Важнее для меня выходило то, что история с ней оставалась укором. Ведь на самом деле, она, явившись, приглашала нас если не к совершенству, то хотя бы к лучшему, призывала преодолеть в себе нечто, противоречащее званию человека. А мы старались избавиться от нее, от ее напряжений. Не напрасно ли? Порой казалось, что и напрасно. Желал ли я теперь ее возвращения? Не знаю. Могло бы все опять пойти сначала, и опять мы стали бы требовать избавления от Любови Николаевны Кашинцевой. Не раз я думал теперь о светоносности (или лучезарности?) Любови Николаевны, хотя как будто бы лучезарность эту я в особенности ощутил лишь в день исчезновения. «Лучезарность-то лучезарностью, — осаживал я себя, — а Бурлакина и дяди Вали нет». Да, Бурлакина и Валентина Федоровича Зотова нет… Но рядом с Бурлакиным и дядей Валей были мы, а не одна лишь Любовь Николаевна. И не заплатила ли она своим уходом, исчезновением, отлетом, кленом опаленным, замершими кустами бузины за все, что случилось в Останкине с нею и с нами? Не с горечью ли решилась она на свой отлет? Но и об этом можно лишь гадать. В воспоминаниях моих Любовь Николаевна существовала только живой женщиной, и никем другим, а женщина, какая бы она ни была, вызывала среди прочих чувств у меня и чувство вины перед ней, и сейчас я ощущал себя виноватым перед Любовью Николаевной. Но опять, опять приходило: а Бурлакина и дяди Вали нет…

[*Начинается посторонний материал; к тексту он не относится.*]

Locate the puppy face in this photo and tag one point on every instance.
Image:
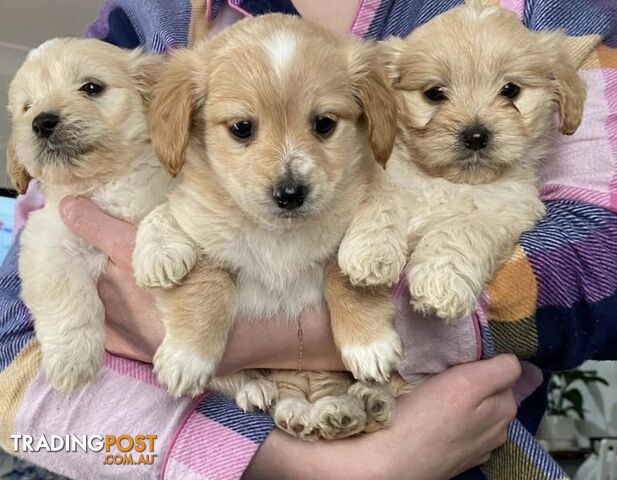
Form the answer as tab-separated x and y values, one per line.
78	110
478	90
281	112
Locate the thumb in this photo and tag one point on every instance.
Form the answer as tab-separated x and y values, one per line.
115	238
497	374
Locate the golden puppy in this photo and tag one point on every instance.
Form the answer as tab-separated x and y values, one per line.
79	128
281	130
477	93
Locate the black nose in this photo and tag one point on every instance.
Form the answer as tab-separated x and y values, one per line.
289	195
44	124
475	138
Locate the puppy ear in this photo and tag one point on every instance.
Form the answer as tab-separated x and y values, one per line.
375	98
572	94
392	49
171	110
570	87
145	69
19	175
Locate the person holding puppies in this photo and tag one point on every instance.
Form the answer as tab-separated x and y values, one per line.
564	219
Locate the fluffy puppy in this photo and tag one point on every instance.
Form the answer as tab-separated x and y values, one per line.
477	94
79	128
282	130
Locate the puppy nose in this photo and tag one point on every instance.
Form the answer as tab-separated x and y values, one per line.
475	138
44	124
289	195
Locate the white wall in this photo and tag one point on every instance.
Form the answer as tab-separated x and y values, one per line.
25	24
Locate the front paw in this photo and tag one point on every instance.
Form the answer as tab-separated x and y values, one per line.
74	362
338	417
293	415
378	403
442	291
375	361
181	371
257	394
371	261
162	264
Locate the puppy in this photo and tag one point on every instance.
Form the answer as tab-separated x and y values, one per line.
477	93
275	163
79	128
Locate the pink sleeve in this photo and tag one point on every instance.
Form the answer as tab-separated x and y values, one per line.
199	438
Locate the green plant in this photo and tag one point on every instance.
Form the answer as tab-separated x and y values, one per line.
563	394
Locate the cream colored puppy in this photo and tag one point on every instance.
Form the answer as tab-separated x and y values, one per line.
477	94
281	130
79	128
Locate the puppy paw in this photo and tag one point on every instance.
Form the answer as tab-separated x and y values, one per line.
375	361
338	417
257	394
378	404
182	372
163	264
440	290
293	416
76	361
370	260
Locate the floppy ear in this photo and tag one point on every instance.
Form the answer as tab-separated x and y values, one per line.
571	93
19	175
375	98
570	87
171	110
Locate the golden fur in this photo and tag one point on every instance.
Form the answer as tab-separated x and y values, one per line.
468	208
279	73
99	149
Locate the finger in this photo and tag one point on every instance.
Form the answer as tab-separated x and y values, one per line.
116	238
501	406
494	375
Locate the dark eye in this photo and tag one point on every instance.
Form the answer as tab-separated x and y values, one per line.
510	90
436	94
324	126
91	89
242	130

С Михаилом Никифоровичем я виделся. Но не часто. Выглядел Михаил Никифорович удрученным, почти не улыбался. Я спросил однажды, как его гепатит. Гепатит Михаила Никифоровича беспокоил. Бумаги, в которых сталкивались мнения по поводу присуждения ему пенсии, осели где-то и затаились. Михаил Никифорович не побуждал их к жизни и к канцелярскому движению, но и не отзывал свои просьбы. Пусть лежат в чужих столах, вдруг возьмут и сами поплывут. К тому же он ощутил несомненное действие ельховских трав из сборов матери и уверил себя в том, что они совершенно излечат его. Стало быть, не боли и не тошноты удручали Михаила Никифоровича в первую очередь. Надо полагать, и не его аптечные дела. Особенности жизни и денежной оценки трудов медиков по-прежнему вынуждали его по совместительству работать в двух аптеках. Но это его не тяготило. Напротив, он был готов вовсе лишить себя праздных времяпрепровождений. Увлекаясь, рассказывал мне о своих неближних поездках к одиноким, немощным ветеранам с лекарствами в руках, хотя порой хворым или увечным людям, опекаемым Михаилом Никифоровичем, требовались и не лекарства, а простой разговор. Иным своим собеседникам он завозил и продукты. «Не надоест ли тебе твоя благотворительная деятельность? — поинтересовался я. — Не принуждаешь ли ты себя к подвижничеству?» «Нет, — сказал Михаил Никифорович. — Жалко одиноких… И есть интересные мужики…» Не одиноким ли был теперь сам Михаил Никифорович? Не к одиночеству ли приговорила его Любовь Николаевна? Однажды он мне признался (а и поводов к тому в разговоре не было), что, видно, стал старым, скучает в компаниях с развлечениями и не может выбить клин клином. Сразу же он замолчал и тяжело закурил. Я хотел было выразить сомнения о старости в сорок лет, да и на вид Михаил Никифорович был вовсе не генерал Крутицкий, но не произнес слов.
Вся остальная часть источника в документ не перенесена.